Giotto, <em>Sposalizio della Vergine</em>.

Se il matrimonio perde la bussola

Quarant'anni fa il referendum sul divorzio, segno che i tempi stavano cambiando. Oggi, una proposta di legge vuole ridurre da tre anni a sei mesi le tempistiche per mettere la parola "fine" all'unione. Ma perché due persone dovrebbero dire quel "sì"?

«L'amore è eterno finché dura» recita un detto reso celebre da un film di Carlo Verdone. Sembra che questo modo di dire sia diventato il criterio con cui giudicare le unioni che oggi si formano, consacrate dal prete in chiesa o officiate dal sindaco in comune.

Un recente disegno di legge, approvato dalla Camera dei deputati e attualmente al vaglio del Senato, abbrevierebbe il tempo tra separazione e divorzio. Da tre anni a dodici mesi per la separazione giudiziale, sei mesi per quella consensuale. Così facendo, si vorrebbe dare la libertà alle coppie di accelerare i tempi della burocrazia per mettere un punto definitivo alle loro unioni.

La legge Fortuna-Baslini (898/1970), quella sul divorzio approvata esattamente quarant'anni fa con il referendum del 12 e 13 maggio 1974, segno dei tempi che cambiavano, secondo i benpensanti dell'epoca, stabilisce che chiunque voglia divorziare debba attendere un periodo di tre anni. In questo periodo di tempo la coppia avrebbe la possibilità di verificare (strano verbo, sebbene a noi così familiare), se non ci sia proprio nulla da fare, se quelle promesse fatte davanti a Dio e alla Chiesa, e a tutti i parenti e gli amici presenti alle nozze, hanno perso il loro valore nella realtà quotidiana e concreta della coppia.

Nella società di oggi, in preda al mito della velocità, in cui «ogni aspirazione personale diventa fondamento del diritto», come ci ricorda don Julián Carrón nel quartino sulle elezioni europee, i tempi si abbreviano. Da tre anni si passa a sei mesi, un sesto del tempo. Si è persa la ragione ultima di quel periodo di verifica in cui, seppure a volte con fatica e con dolore, i due coniugi erano costretti a stare davanti a un dato reale: ci sono dei problemi tra noi, abbiamo perso la bussola, non sappiamo più dove stiamo andando. E come nelle questioni più importanti si confidava nel tempo come alleato, perché magari, da soli senza l'altro si scopre che, se prima l'ago della bussola era un po' instabile, ora è uscito del tutto dal suo supporto. E si ritornava sulla questione, ci si faceva aiutare, si chiedeva consiglio agli amici più cari, si intraprendeva un cammino vero di domanda.
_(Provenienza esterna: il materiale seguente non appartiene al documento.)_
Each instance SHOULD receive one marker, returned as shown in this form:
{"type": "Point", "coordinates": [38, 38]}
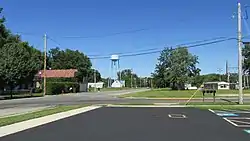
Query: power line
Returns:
{"type": "Point", "coordinates": [54, 41]}
{"type": "Point", "coordinates": [188, 43]}
{"type": "Point", "coordinates": [158, 51]}
{"type": "Point", "coordinates": [107, 35]}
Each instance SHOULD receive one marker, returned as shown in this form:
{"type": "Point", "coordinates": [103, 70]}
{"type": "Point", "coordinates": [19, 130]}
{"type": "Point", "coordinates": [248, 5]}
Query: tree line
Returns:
{"type": "Point", "coordinates": [20, 61]}
{"type": "Point", "coordinates": [177, 67]}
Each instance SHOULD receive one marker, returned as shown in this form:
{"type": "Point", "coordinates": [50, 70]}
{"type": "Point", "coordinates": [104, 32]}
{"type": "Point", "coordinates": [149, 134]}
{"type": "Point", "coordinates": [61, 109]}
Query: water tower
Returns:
{"type": "Point", "coordinates": [115, 66]}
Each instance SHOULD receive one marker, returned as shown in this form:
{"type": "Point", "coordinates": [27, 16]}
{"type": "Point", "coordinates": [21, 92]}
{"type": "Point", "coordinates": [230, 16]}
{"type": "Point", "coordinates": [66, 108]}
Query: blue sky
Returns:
{"type": "Point", "coordinates": [167, 22]}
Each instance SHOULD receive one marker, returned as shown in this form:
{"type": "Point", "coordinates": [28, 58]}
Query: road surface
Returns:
{"type": "Point", "coordinates": [108, 97]}
{"type": "Point", "coordinates": [136, 124]}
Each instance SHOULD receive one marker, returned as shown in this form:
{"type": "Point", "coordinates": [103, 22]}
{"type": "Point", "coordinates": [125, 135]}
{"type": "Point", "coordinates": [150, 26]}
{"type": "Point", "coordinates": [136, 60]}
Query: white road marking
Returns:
{"type": "Point", "coordinates": [231, 122]}
{"type": "Point", "coordinates": [177, 116]}
{"type": "Point", "coordinates": [238, 121]}
{"type": "Point", "coordinates": [238, 118]}
{"type": "Point", "coordinates": [211, 110]}
{"type": "Point", "coordinates": [138, 106]}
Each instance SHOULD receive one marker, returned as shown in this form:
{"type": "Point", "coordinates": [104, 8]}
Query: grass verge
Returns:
{"type": "Point", "coordinates": [222, 107]}
{"type": "Point", "coordinates": [166, 93]}
{"type": "Point", "coordinates": [26, 95]}
{"type": "Point", "coordinates": [19, 118]}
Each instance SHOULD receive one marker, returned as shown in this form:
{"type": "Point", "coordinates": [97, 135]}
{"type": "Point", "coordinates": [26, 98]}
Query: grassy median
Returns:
{"type": "Point", "coordinates": [167, 93]}
{"type": "Point", "coordinates": [49, 111]}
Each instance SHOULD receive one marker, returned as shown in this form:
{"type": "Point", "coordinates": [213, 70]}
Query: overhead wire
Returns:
{"type": "Point", "coordinates": [151, 49]}
{"type": "Point", "coordinates": [107, 35]}
{"type": "Point", "coordinates": [160, 50]}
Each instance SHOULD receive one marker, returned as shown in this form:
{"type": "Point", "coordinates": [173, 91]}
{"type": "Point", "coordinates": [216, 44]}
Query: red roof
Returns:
{"type": "Point", "coordinates": [58, 73]}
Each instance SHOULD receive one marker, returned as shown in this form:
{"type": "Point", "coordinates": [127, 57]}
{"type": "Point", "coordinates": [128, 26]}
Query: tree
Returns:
{"type": "Point", "coordinates": [70, 59]}
{"type": "Point", "coordinates": [126, 76]}
{"type": "Point", "coordinates": [175, 68]}
{"type": "Point", "coordinates": [19, 61]}
{"type": "Point", "coordinates": [18, 64]}
{"type": "Point", "coordinates": [246, 55]}
{"type": "Point", "coordinates": [91, 76]}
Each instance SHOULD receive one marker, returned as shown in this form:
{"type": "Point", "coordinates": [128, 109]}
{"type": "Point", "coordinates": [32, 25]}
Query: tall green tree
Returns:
{"type": "Point", "coordinates": [18, 64]}
{"type": "Point", "coordinates": [70, 59]}
{"type": "Point", "coordinates": [175, 68]}
{"type": "Point", "coordinates": [246, 55]}
{"type": "Point", "coordinates": [126, 75]}
{"type": "Point", "coordinates": [19, 61]}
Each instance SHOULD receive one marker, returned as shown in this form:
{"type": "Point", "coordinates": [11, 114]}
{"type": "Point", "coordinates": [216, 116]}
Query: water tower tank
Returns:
{"type": "Point", "coordinates": [114, 57]}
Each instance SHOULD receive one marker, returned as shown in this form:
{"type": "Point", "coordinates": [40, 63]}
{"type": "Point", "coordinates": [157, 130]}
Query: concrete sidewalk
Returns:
{"type": "Point", "coordinates": [7, 112]}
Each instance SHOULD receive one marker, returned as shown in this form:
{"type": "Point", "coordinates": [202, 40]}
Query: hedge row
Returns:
{"type": "Point", "coordinates": [53, 88]}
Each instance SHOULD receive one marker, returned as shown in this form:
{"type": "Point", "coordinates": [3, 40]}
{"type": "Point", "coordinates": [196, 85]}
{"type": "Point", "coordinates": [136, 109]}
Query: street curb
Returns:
{"type": "Point", "coordinates": [20, 126]}
{"type": "Point", "coordinates": [142, 106]}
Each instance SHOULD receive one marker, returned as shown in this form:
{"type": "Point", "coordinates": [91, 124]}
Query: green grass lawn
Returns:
{"type": "Point", "coordinates": [166, 93]}
{"type": "Point", "coordinates": [110, 89]}
{"type": "Point", "coordinates": [18, 118]}
{"type": "Point", "coordinates": [16, 96]}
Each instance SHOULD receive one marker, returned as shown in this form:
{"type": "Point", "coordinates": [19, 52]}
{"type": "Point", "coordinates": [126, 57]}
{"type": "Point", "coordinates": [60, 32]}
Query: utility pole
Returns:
{"type": "Point", "coordinates": [151, 83]}
{"type": "Point", "coordinates": [44, 64]}
{"type": "Point", "coordinates": [240, 54]}
{"type": "Point", "coordinates": [131, 79]}
{"type": "Point", "coordinates": [140, 82]}
{"type": "Point", "coordinates": [220, 70]}
{"type": "Point", "coordinates": [95, 79]}
{"type": "Point", "coordinates": [247, 84]}
{"type": "Point", "coordinates": [227, 72]}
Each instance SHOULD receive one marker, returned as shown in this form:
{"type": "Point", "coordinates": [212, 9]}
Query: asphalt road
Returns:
{"type": "Point", "coordinates": [136, 124]}
{"type": "Point", "coordinates": [90, 98]}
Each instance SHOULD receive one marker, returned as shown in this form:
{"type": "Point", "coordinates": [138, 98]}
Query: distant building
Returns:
{"type": "Point", "coordinates": [61, 73]}
{"type": "Point", "coordinates": [217, 85]}
{"type": "Point", "coordinates": [116, 84]}
{"type": "Point", "coordinates": [190, 87]}
{"type": "Point", "coordinates": [67, 73]}
{"type": "Point", "coordinates": [96, 85]}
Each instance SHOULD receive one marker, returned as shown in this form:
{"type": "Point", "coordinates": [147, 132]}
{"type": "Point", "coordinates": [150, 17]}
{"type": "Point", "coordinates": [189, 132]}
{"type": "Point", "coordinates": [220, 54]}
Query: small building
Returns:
{"type": "Point", "coordinates": [217, 85]}
{"type": "Point", "coordinates": [96, 85]}
{"type": "Point", "coordinates": [116, 84]}
{"type": "Point", "coordinates": [190, 87]}
{"type": "Point", "coordinates": [60, 73]}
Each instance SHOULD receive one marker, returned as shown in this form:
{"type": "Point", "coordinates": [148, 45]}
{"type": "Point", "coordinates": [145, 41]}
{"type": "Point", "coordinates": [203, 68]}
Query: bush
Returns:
{"type": "Point", "coordinates": [54, 88]}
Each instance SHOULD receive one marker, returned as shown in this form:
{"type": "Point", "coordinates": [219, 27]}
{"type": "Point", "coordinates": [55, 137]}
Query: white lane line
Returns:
{"type": "Point", "coordinates": [238, 121]}
{"type": "Point", "coordinates": [138, 106]}
{"type": "Point", "coordinates": [177, 116]}
{"type": "Point", "coordinates": [230, 122]}
{"type": "Point", "coordinates": [238, 118]}
{"type": "Point", "coordinates": [20, 126]}
{"type": "Point", "coordinates": [211, 110]}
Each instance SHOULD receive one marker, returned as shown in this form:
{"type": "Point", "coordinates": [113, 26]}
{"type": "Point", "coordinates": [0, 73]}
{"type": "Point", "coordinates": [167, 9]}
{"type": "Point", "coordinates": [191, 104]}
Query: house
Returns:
{"type": "Point", "coordinates": [190, 87]}
{"type": "Point", "coordinates": [96, 85]}
{"type": "Point", "coordinates": [117, 84]}
{"type": "Point", "coordinates": [217, 85]}
{"type": "Point", "coordinates": [63, 73]}
{"type": "Point", "coordinates": [67, 73]}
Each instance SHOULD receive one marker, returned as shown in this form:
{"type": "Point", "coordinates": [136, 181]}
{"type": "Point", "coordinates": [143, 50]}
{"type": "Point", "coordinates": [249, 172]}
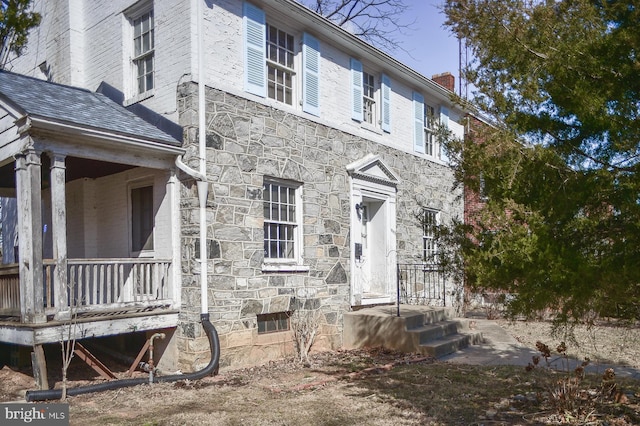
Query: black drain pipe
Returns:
{"type": "Point", "coordinates": [211, 368]}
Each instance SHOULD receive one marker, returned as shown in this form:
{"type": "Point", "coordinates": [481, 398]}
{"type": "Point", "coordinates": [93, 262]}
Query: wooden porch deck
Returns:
{"type": "Point", "coordinates": [103, 297]}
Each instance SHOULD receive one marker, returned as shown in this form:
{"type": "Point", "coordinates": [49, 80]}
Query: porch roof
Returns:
{"type": "Point", "coordinates": [65, 104]}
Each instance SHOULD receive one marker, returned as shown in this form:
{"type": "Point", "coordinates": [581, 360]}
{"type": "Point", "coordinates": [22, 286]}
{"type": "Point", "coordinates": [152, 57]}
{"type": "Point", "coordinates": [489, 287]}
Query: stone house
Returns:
{"type": "Point", "coordinates": [302, 163]}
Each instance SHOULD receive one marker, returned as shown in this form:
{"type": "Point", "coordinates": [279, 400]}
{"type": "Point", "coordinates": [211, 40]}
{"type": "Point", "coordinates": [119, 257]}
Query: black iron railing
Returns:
{"type": "Point", "coordinates": [420, 284]}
Oggi l'impressione è che questo cammino pieno di domanda sia finito nell'oblio, sommerso dalle incrostazioni depositate sul nostro cuore, il vero ago della bussola che punta "verso la stella polare fissa e sicura", come recita, non a caso, un noto canto di chiesa. Viene allora da chiedersi a cosa tutto ciò stia conducendo e dove stiamo andando. Stiamo dimenticando che ciò che regola la nostra vita, non nel senso di regolamenti e decreti ma nel senso originario di "ciò che regge", non è una legge, non è la possibilità di decidere della propria vita e, in un rapporto coniugale, anche dell'altro e dei figli, in via autonoma e personalistica. Ciò che regge ha sede nel nostro cuore, nella ragione ultima del suo battito, del suo orientamento stabile verso la stella polare, che nella nostra esperienza si identifica con il fattore della vita. Si sta dimenticando che l'altro è dato per il nostro compimento e che è naturale che ci siano delle incomprensioni e delle difficoltà (don Giussani diceva che gli sposi sono due egoismi che si incontrano, in fondo). Ma queste situazioni sono date non per separare, ma per cementare ancora di più il legame. E la consapevolezza che esso non si esaurisce in se stesso. Né costruisce barriere con la realtà circostante, ma è per me, per aprirmi al mondo e alla realtà tutta. E per accompagnarmi verso Chi fa il mondo e dà consistenza e fondamento al rapporto amoroso.

Forse prima di approvare questi discutibili segni di progresso, bisognerebbe tornare all'origine di che cos'è il matrimonio, alla riscoperta della ragione ultima per la quale un uomo e una donna scelgono di stare insieme e di pronunciare il fatidico "sì" davanti l'altare o in una stanza del municipio.